He coined the now common phrases ‘the pen is mightier than the sword’, ‘the great unwashed’ and ‘the almighty dollar’ among novels, plays and volumes of verse.

He was Colonial Secretary when the British Empire was at its mightiest.

But for all his manifold achievements, Edward Bulwer-Lytton is rather unfairly remembered only for the opening line of his 1830 potboiler Paul Clifford, ‘It was a dark and stormy night’.

Sir Edward Bulwer-Lytton (Source: Welcomecollection.org)

If you’ve ever seen Snoopy atop his kennel at his typewriter, trying to bash out the great American novel by starting with that line, you most likely didn’t think of the Brisbane bayside suburb of Lytton.

Snoopy – It was a dark and stormy night.

But the two are linked through the 19th century English politician and polymath.

Bulwer-Lytton – formally Edward George Earle Lytton Bulwer-Lytton, 1st Baron Lytton – has towns named after him in Canada where he oversaw establishment of British Columbia.

Moreton Island boasts the township of Bulwer and the bay’s Bulwer Island is another tribute.

Lord Lytton was prolific with the pen, knocking out more than 30 novels, eight plays and several volumes of verse in between his duties as a Whig MP.

Portrait of Sir Edward Bulwer-Lytton (Source: Britannica.com)

Many of his novels were turned into operas, including one by the famed Richard Wagner.

But despite this impressive output, his literary albatross forever will be ‘It was a dark and stormy night’, celebrated each year by the Bulwer-Lytton Fiction Contest, in which contestants try to pen the worst opening line for imaginary rubbish novels.

San Francisco writer Lisa Kuber took out the 2020 award with the impressively awful, ‘Her Dear John missive flapped unambiguously in the windy breeze, hanging like a pizza menu on the doorknob of my mind’.

Europeans found the area around what’s known today as Lytton through one of the oddest pieces of seamanship in recorded history.

In 1823 cedar cutters Pamphlett, Finnegan and Parsons tried to sail from Sydney to Illawarra, about 120km south, but ended up startlingly off-course in Moreton Bay.

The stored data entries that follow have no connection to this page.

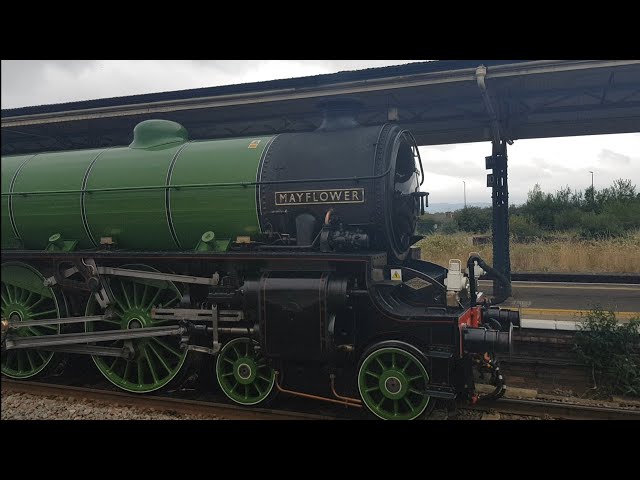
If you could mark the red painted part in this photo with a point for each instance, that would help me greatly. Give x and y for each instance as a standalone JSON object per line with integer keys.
{"x": 470, "y": 318}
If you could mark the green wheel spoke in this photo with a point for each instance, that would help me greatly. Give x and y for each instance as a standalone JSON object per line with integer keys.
{"x": 28, "y": 353}
{"x": 40, "y": 300}
{"x": 391, "y": 394}
{"x": 135, "y": 294}
{"x": 140, "y": 372}
{"x": 124, "y": 292}
{"x": 243, "y": 373}
{"x": 155, "y": 362}
{"x": 167, "y": 347}
{"x": 33, "y": 331}
{"x": 153, "y": 299}
{"x": 168, "y": 303}
{"x": 113, "y": 364}
{"x": 159, "y": 357}
{"x": 406, "y": 365}
{"x": 127, "y": 369}
{"x": 9, "y": 294}
{"x": 28, "y": 302}
{"x": 151, "y": 369}
{"x": 41, "y": 314}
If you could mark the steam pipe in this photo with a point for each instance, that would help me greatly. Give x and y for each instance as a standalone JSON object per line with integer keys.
{"x": 492, "y": 271}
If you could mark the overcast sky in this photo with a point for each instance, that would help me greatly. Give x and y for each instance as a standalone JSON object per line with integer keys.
{"x": 553, "y": 163}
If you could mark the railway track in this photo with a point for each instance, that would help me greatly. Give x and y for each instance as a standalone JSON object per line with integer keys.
{"x": 179, "y": 405}
{"x": 558, "y": 410}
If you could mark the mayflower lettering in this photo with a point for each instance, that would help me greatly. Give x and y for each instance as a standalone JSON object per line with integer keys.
{"x": 342, "y": 195}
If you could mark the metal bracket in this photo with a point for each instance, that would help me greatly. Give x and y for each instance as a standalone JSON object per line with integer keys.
{"x": 214, "y": 319}
{"x": 123, "y": 272}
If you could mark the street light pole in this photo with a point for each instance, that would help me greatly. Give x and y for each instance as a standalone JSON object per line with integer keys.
{"x": 464, "y": 184}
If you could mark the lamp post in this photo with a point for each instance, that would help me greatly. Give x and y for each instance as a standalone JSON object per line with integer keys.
{"x": 464, "y": 186}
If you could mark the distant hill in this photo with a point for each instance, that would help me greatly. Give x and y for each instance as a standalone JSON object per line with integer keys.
{"x": 452, "y": 207}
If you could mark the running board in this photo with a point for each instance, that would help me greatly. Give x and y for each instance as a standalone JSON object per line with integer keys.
{"x": 440, "y": 392}
{"x": 57, "y": 321}
{"x": 124, "y": 352}
{"x": 87, "y": 337}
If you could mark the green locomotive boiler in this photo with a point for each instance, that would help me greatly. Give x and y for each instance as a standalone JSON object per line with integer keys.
{"x": 288, "y": 258}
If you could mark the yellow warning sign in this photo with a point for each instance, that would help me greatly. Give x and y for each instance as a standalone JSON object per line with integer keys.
{"x": 396, "y": 274}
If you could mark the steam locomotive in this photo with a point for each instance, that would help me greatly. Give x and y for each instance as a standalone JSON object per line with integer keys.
{"x": 288, "y": 258}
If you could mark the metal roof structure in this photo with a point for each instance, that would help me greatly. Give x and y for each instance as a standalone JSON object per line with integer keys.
{"x": 440, "y": 101}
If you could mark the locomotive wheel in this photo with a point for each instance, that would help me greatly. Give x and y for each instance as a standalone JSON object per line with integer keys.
{"x": 156, "y": 360}
{"x": 243, "y": 374}
{"x": 391, "y": 379}
{"x": 24, "y": 297}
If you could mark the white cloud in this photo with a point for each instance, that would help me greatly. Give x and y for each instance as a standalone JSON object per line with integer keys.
{"x": 553, "y": 162}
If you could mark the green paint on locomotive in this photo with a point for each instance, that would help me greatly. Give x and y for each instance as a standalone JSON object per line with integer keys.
{"x": 160, "y": 193}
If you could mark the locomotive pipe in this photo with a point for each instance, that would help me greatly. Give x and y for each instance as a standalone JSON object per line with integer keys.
{"x": 493, "y": 272}
{"x": 314, "y": 397}
{"x": 347, "y": 400}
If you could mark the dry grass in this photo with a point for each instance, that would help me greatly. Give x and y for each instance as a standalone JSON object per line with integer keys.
{"x": 565, "y": 254}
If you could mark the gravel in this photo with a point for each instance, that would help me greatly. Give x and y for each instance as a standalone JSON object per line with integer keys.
{"x": 23, "y": 406}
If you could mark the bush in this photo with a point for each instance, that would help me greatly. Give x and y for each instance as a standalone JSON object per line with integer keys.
{"x": 473, "y": 219}
{"x": 593, "y": 225}
{"x": 612, "y": 351}
{"x": 449, "y": 227}
{"x": 522, "y": 228}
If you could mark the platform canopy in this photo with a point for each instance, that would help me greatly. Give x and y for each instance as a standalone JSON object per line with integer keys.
{"x": 440, "y": 101}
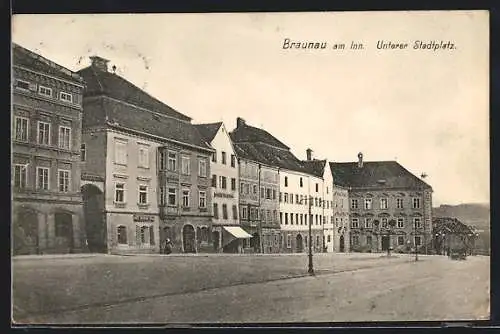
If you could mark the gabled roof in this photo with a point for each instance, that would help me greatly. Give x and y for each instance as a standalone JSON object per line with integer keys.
{"x": 246, "y": 133}
{"x": 376, "y": 174}
{"x": 105, "y": 83}
{"x": 31, "y": 60}
{"x": 208, "y": 130}
{"x": 315, "y": 167}
{"x": 105, "y": 111}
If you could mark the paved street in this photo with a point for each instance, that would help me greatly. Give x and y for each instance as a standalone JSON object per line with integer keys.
{"x": 197, "y": 289}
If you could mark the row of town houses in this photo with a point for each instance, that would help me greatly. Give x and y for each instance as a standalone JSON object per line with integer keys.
{"x": 99, "y": 165}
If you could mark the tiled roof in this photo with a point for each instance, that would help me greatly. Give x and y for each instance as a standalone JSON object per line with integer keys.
{"x": 315, "y": 167}
{"x": 376, "y": 174}
{"x": 247, "y": 133}
{"x": 108, "y": 111}
{"x": 31, "y": 60}
{"x": 209, "y": 130}
{"x": 109, "y": 84}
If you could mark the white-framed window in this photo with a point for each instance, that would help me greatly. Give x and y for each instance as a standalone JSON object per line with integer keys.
{"x": 383, "y": 203}
{"x": 202, "y": 199}
{"x": 64, "y": 180}
{"x": 172, "y": 161}
{"x": 399, "y": 203}
{"x": 83, "y": 152}
{"x": 416, "y": 202}
{"x": 172, "y": 196}
{"x": 20, "y": 176}
{"x": 43, "y": 133}
{"x": 63, "y": 96}
{"x": 65, "y": 137}
{"x": 368, "y": 203}
{"x": 120, "y": 152}
{"x": 119, "y": 192}
{"x": 21, "y": 129}
{"x": 202, "y": 167}
{"x": 143, "y": 156}
{"x": 185, "y": 165}
{"x": 45, "y": 91}
{"x": 185, "y": 198}
{"x": 143, "y": 194}
{"x": 354, "y": 203}
{"x": 42, "y": 178}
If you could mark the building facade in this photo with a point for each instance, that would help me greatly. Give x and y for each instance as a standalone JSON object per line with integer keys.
{"x": 388, "y": 205}
{"x": 153, "y": 164}
{"x": 46, "y": 134}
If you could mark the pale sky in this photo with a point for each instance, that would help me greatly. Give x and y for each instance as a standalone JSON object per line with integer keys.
{"x": 429, "y": 110}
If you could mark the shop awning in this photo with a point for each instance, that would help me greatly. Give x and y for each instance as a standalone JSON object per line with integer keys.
{"x": 237, "y": 232}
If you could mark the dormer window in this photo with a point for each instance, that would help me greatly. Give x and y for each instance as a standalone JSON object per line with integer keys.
{"x": 63, "y": 96}
{"x": 45, "y": 91}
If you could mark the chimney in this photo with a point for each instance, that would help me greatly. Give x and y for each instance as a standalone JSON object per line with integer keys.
{"x": 99, "y": 63}
{"x": 309, "y": 154}
{"x": 360, "y": 160}
{"x": 240, "y": 122}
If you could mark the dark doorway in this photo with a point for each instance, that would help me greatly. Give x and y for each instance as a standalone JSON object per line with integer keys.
{"x": 342, "y": 244}
{"x": 385, "y": 242}
{"x": 95, "y": 224}
{"x": 299, "y": 245}
{"x": 63, "y": 232}
{"x": 188, "y": 239}
{"x": 25, "y": 232}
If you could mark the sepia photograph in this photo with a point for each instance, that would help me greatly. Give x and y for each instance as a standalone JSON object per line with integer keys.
{"x": 250, "y": 168}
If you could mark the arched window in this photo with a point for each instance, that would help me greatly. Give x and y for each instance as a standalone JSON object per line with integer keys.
{"x": 122, "y": 235}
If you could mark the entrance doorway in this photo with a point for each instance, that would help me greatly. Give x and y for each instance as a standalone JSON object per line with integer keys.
{"x": 63, "y": 232}
{"x": 188, "y": 239}
{"x": 299, "y": 245}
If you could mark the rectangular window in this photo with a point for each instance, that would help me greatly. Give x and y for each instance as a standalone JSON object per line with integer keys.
{"x": 399, "y": 203}
{"x": 202, "y": 199}
{"x": 202, "y": 168}
{"x": 63, "y": 96}
{"x": 63, "y": 180}
{"x": 42, "y": 176}
{"x": 185, "y": 198}
{"x": 143, "y": 157}
{"x": 43, "y": 133}
{"x": 401, "y": 241}
{"x": 383, "y": 203}
{"x": 235, "y": 212}
{"x": 216, "y": 211}
{"x": 45, "y": 91}
{"x": 172, "y": 196}
{"x": 119, "y": 192}
{"x": 83, "y": 152}
{"x": 172, "y": 161}
{"x": 416, "y": 202}
{"x": 20, "y": 176}
{"x": 120, "y": 152}
{"x": 368, "y": 203}
{"x": 22, "y": 128}
{"x": 224, "y": 211}
{"x": 143, "y": 195}
{"x": 354, "y": 203}
{"x": 185, "y": 165}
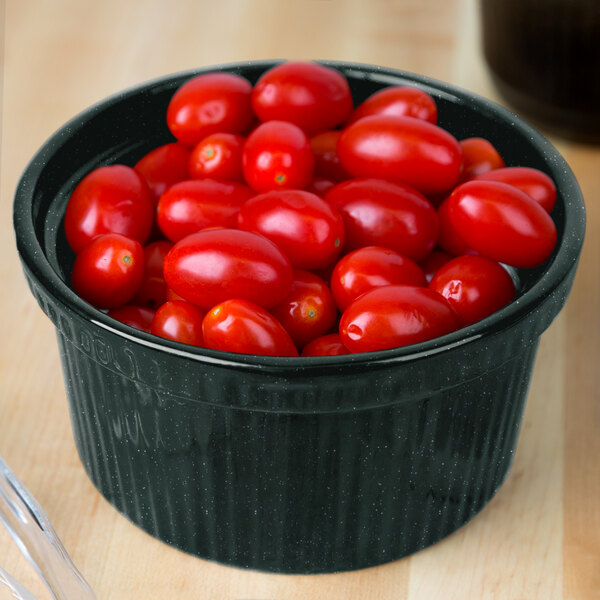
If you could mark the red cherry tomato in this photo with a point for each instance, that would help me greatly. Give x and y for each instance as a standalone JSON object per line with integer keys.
{"x": 501, "y": 222}
{"x": 398, "y": 101}
{"x": 433, "y": 262}
{"x": 179, "y": 321}
{"x": 395, "y": 315}
{"x": 195, "y": 204}
{"x": 326, "y": 345}
{"x": 309, "y": 230}
{"x": 109, "y": 270}
{"x": 448, "y": 238}
{"x": 241, "y": 326}
{"x": 164, "y": 166}
{"x": 308, "y": 311}
{"x": 370, "y": 267}
{"x": 153, "y": 289}
{"x": 402, "y": 149}
{"x": 210, "y": 103}
{"x": 533, "y": 182}
{"x": 383, "y": 213}
{"x": 113, "y": 199}
{"x": 479, "y": 156}
{"x": 320, "y": 186}
{"x": 139, "y": 317}
{"x": 208, "y": 267}
{"x": 475, "y": 287}
{"x": 277, "y": 155}
{"x": 218, "y": 156}
{"x": 327, "y": 162}
{"x": 312, "y": 96}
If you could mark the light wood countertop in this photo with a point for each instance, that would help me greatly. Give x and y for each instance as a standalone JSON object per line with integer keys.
{"x": 539, "y": 538}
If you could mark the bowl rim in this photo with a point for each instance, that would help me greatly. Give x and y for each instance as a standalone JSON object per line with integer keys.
{"x": 558, "y": 267}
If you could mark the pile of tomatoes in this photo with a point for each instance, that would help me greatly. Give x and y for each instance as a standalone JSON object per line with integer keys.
{"x": 283, "y": 220}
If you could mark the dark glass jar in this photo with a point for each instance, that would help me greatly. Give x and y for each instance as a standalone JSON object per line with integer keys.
{"x": 544, "y": 56}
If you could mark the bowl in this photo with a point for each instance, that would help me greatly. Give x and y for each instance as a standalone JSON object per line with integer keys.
{"x": 292, "y": 465}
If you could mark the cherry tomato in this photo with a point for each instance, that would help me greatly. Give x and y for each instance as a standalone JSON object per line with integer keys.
{"x": 402, "y": 149}
{"x": 433, "y": 262}
{"x": 475, "y": 287}
{"x": 501, "y": 222}
{"x": 113, "y": 199}
{"x": 327, "y": 162}
{"x": 320, "y": 186}
{"x": 308, "y": 311}
{"x": 479, "y": 156}
{"x": 208, "y": 267}
{"x": 109, "y": 270}
{"x": 398, "y": 101}
{"x": 326, "y": 345}
{"x": 533, "y": 182}
{"x": 309, "y": 230}
{"x": 395, "y": 315}
{"x": 139, "y": 317}
{"x": 218, "y": 156}
{"x": 210, "y": 103}
{"x": 153, "y": 289}
{"x": 370, "y": 267}
{"x": 179, "y": 321}
{"x": 195, "y": 204}
{"x": 241, "y": 326}
{"x": 277, "y": 155}
{"x": 312, "y": 96}
{"x": 384, "y": 213}
{"x": 448, "y": 238}
{"x": 164, "y": 166}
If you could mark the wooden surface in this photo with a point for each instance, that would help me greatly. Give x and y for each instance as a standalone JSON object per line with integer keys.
{"x": 538, "y": 538}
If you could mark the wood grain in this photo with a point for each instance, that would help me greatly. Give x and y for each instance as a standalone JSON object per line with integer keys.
{"x": 539, "y": 538}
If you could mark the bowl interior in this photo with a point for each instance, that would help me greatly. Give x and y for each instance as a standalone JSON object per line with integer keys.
{"x": 126, "y": 126}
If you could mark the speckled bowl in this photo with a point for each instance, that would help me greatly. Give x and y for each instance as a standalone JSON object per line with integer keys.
{"x": 286, "y": 464}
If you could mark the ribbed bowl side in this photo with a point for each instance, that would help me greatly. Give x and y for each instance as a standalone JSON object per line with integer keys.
{"x": 296, "y": 493}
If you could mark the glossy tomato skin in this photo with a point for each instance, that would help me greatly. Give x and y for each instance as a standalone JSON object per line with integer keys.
{"x": 179, "y": 321}
{"x": 501, "y": 222}
{"x": 277, "y": 155}
{"x": 475, "y": 286}
{"x": 109, "y": 270}
{"x": 326, "y": 345}
{"x": 241, "y": 326}
{"x": 533, "y": 182}
{"x": 112, "y": 199}
{"x": 210, "y": 103}
{"x": 133, "y": 315}
{"x": 396, "y": 315}
{"x": 327, "y": 162}
{"x": 398, "y": 101}
{"x": 433, "y": 262}
{"x": 403, "y": 149}
{"x": 320, "y": 186}
{"x": 218, "y": 156}
{"x": 153, "y": 289}
{"x": 190, "y": 206}
{"x": 308, "y": 311}
{"x": 211, "y": 266}
{"x": 448, "y": 238}
{"x": 309, "y": 230}
{"x": 479, "y": 156}
{"x": 383, "y": 213}
{"x": 370, "y": 267}
{"x": 312, "y": 96}
{"x": 164, "y": 166}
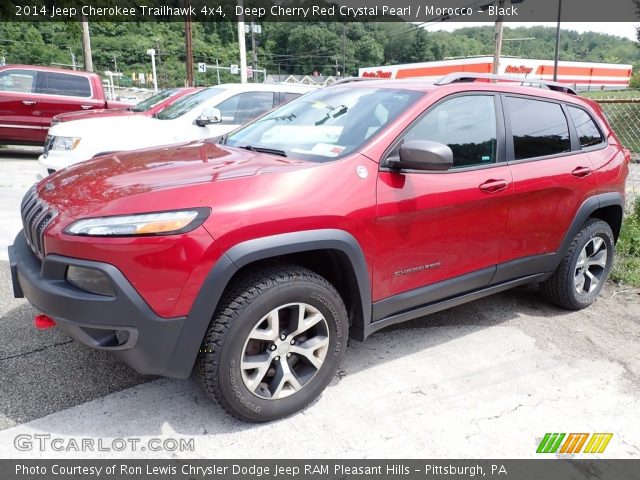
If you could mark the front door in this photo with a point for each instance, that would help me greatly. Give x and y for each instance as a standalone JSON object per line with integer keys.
{"x": 444, "y": 226}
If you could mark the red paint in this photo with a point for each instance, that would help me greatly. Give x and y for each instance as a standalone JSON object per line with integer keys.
{"x": 25, "y": 118}
{"x": 465, "y": 220}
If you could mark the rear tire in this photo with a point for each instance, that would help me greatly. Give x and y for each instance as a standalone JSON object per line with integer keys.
{"x": 584, "y": 269}
{"x": 274, "y": 344}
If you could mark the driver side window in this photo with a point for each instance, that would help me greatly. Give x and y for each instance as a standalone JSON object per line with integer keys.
{"x": 244, "y": 107}
{"x": 467, "y": 124}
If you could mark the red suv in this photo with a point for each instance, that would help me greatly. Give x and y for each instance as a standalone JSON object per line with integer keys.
{"x": 349, "y": 209}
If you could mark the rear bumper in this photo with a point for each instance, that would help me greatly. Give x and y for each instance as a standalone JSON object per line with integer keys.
{"x": 123, "y": 324}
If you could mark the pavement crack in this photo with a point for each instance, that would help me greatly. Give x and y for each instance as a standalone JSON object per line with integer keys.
{"x": 37, "y": 350}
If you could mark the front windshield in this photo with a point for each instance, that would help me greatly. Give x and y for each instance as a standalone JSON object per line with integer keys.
{"x": 326, "y": 124}
{"x": 151, "y": 102}
{"x": 187, "y": 104}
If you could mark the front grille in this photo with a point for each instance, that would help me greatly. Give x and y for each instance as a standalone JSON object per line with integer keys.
{"x": 36, "y": 216}
{"x": 47, "y": 145}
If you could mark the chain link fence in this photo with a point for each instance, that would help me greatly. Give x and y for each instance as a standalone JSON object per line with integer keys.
{"x": 624, "y": 116}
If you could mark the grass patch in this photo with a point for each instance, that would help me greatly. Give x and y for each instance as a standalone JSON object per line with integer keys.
{"x": 626, "y": 268}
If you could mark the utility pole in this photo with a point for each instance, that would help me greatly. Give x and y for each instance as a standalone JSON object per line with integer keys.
{"x": 73, "y": 58}
{"x": 86, "y": 45}
{"x": 555, "y": 63}
{"x": 242, "y": 45}
{"x": 152, "y": 52}
{"x": 254, "y": 61}
{"x": 189, "y": 48}
{"x": 499, "y": 30}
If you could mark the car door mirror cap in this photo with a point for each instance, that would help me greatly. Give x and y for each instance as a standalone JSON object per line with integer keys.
{"x": 423, "y": 155}
{"x": 209, "y": 116}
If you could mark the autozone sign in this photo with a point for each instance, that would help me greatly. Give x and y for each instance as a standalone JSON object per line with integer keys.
{"x": 583, "y": 75}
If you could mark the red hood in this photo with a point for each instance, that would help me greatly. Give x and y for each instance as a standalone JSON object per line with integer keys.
{"x": 92, "y": 184}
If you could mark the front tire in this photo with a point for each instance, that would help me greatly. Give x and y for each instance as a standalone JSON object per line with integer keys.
{"x": 274, "y": 344}
{"x": 585, "y": 268}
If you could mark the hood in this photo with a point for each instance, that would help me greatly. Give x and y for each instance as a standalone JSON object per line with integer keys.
{"x": 93, "y": 184}
{"x": 96, "y": 113}
{"x": 97, "y": 125}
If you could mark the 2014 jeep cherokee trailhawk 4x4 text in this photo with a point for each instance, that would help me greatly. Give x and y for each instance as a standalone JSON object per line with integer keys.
{"x": 346, "y": 210}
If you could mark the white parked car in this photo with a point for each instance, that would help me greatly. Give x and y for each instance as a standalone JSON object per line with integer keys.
{"x": 209, "y": 113}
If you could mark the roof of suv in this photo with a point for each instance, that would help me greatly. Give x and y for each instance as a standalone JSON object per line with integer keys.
{"x": 41, "y": 68}
{"x": 481, "y": 83}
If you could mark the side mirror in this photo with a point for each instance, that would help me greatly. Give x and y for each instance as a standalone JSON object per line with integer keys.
{"x": 423, "y": 155}
{"x": 209, "y": 116}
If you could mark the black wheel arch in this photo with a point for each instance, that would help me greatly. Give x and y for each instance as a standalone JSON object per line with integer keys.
{"x": 608, "y": 207}
{"x": 332, "y": 253}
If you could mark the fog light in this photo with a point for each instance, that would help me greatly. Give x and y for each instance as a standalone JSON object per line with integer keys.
{"x": 122, "y": 336}
{"x": 90, "y": 280}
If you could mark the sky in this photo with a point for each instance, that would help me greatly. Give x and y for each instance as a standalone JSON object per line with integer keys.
{"x": 622, "y": 29}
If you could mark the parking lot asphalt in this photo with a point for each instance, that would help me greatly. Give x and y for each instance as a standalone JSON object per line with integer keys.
{"x": 486, "y": 379}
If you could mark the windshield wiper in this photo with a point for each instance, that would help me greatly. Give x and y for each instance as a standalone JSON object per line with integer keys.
{"x": 270, "y": 151}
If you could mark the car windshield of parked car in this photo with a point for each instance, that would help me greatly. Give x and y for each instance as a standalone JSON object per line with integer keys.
{"x": 151, "y": 102}
{"x": 187, "y": 104}
{"x": 326, "y": 124}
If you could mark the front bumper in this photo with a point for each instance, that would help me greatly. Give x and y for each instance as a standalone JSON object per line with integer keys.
{"x": 123, "y": 324}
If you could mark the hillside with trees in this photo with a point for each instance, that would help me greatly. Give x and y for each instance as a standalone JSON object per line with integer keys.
{"x": 298, "y": 48}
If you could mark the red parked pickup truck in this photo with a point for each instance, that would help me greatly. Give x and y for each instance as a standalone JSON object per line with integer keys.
{"x": 148, "y": 107}
{"x": 30, "y": 96}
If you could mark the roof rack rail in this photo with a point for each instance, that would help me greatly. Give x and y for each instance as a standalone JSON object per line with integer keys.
{"x": 470, "y": 77}
{"x": 353, "y": 79}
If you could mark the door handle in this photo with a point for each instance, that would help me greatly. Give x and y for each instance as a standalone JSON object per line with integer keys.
{"x": 492, "y": 186}
{"x": 581, "y": 172}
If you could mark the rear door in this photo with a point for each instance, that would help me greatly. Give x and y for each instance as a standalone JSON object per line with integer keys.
{"x": 20, "y": 107}
{"x": 552, "y": 176}
{"x": 438, "y": 234}
{"x": 62, "y": 93}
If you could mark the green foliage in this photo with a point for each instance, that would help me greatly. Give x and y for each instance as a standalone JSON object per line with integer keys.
{"x": 297, "y": 48}
{"x": 627, "y": 265}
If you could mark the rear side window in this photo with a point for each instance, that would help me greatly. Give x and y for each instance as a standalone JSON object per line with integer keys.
{"x": 68, "y": 85}
{"x": 466, "y": 124}
{"x": 21, "y": 81}
{"x": 288, "y": 96}
{"x": 538, "y": 128}
{"x": 588, "y": 133}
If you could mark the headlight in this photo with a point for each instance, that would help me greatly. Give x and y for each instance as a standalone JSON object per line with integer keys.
{"x": 64, "y": 143}
{"x": 159, "y": 223}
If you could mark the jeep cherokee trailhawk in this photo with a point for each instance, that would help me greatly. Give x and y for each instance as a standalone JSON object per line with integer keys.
{"x": 251, "y": 258}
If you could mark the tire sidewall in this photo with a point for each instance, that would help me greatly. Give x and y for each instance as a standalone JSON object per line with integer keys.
{"x": 602, "y": 231}
{"x": 232, "y": 387}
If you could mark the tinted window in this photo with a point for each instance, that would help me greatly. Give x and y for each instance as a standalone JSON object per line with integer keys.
{"x": 186, "y": 104}
{"x": 290, "y": 96}
{"x": 466, "y": 124}
{"x": 588, "y": 133}
{"x": 538, "y": 128}
{"x": 151, "y": 102}
{"x": 326, "y": 124}
{"x": 63, "y": 84}
{"x": 244, "y": 107}
{"x": 22, "y": 81}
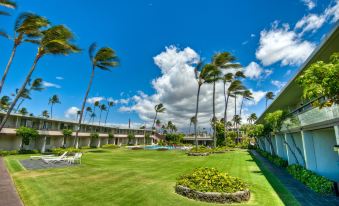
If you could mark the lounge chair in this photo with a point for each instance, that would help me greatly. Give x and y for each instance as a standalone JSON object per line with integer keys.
{"x": 45, "y": 156}
{"x": 54, "y": 159}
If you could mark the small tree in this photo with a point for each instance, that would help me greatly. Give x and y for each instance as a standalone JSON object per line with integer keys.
{"x": 26, "y": 134}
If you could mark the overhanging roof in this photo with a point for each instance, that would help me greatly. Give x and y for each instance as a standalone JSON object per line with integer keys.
{"x": 292, "y": 92}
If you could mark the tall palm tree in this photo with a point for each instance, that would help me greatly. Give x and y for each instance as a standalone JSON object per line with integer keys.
{"x": 159, "y": 108}
{"x": 36, "y": 85}
{"x": 88, "y": 109}
{"x": 4, "y": 103}
{"x": 27, "y": 29}
{"x": 110, "y": 104}
{"x": 246, "y": 95}
{"x": 23, "y": 111}
{"x": 45, "y": 114}
{"x": 235, "y": 86}
{"x": 269, "y": 96}
{"x": 192, "y": 121}
{"x": 104, "y": 59}
{"x": 55, "y": 40}
{"x": 53, "y": 100}
{"x": 102, "y": 108}
{"x": 202, "y": 75}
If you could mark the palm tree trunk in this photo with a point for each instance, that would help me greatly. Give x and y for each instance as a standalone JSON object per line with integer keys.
{"x": 83, "y": 107}
{"x": 28, "y": 77}
{"x": 196, "y": 118}
{"x": 214, "y": 119}
{"x": 7, "y": 67}
{"x": 107, "y": 114}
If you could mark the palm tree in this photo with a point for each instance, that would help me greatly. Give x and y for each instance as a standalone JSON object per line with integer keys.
{"x": 192, "y": 121}
{"x": 45, "y": 114}
{"x": 246, "y": 95}
{"x": 27, "y": 29}
{"x": 102, "y": 108}
{"x": 36, "y": 85}
{"x": 159, "y": 108}
{"x": 88, "y": 109}
{"x": 104, "y": 59}
{"x": 53, "y": 100}
{"x": 235, "y": 86}
{"x": 4, "y": 103}
{"x": 23, "y": 111}
{"x": 110, "y": 104}
{"x": 269, "y": 95}
{"x": 56, "y": 41}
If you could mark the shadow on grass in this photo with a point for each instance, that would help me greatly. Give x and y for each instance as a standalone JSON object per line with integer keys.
{"x": 286, "y": 197}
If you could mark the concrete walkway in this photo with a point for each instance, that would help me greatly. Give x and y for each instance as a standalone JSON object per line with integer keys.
{"x": 301, "y": 193}
{"x": 8, "y": 194}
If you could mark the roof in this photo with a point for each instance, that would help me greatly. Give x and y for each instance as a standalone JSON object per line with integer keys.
{"x": 291, "y": 94}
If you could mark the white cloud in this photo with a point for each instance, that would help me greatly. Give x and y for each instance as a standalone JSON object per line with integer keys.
{"x": 280, "y": 44}
{"x": 309, "y": 3}
{"x": 71, "y": 112}
{"x": 49, "y": 84}
{"x": 278, "y": 84}
{"x": 94, "y": 99}
{"x": 176, "y": 88}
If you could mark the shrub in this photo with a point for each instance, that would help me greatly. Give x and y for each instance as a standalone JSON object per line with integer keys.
{"x": 211, "y": 180}
{"x": 110, "y": 146}
{"x": 314, "y": 181}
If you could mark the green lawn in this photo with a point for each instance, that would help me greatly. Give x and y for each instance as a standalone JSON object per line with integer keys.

With the help of the indigenous inhabitants, they explored inland to Goodna, becoming the first Europeans to see the Brisbane River.

When John Oxley turned up later in 1823 searching for a good place for a new penal colony, they led him to the river that was the basis for the European settlement the following year.

Lytton opened up with the first public auction of land in 1860.

Two decades on, Fort Lytton was built to guard against the threat of Russian invasion.

Fort Lytton (Source: FortLytton.org.au)

Later invaders came by air and were much welcomed.

From 1930, Lytton was the terminal airport for the first commercial passenger services between Brisbane and Sydney.

Flights were first conducted by the short-lived Australian National Airways, operated by three of Australia’s most famous aviators Charles Kingsford Smith, Charles Ulm and Scotty Allen.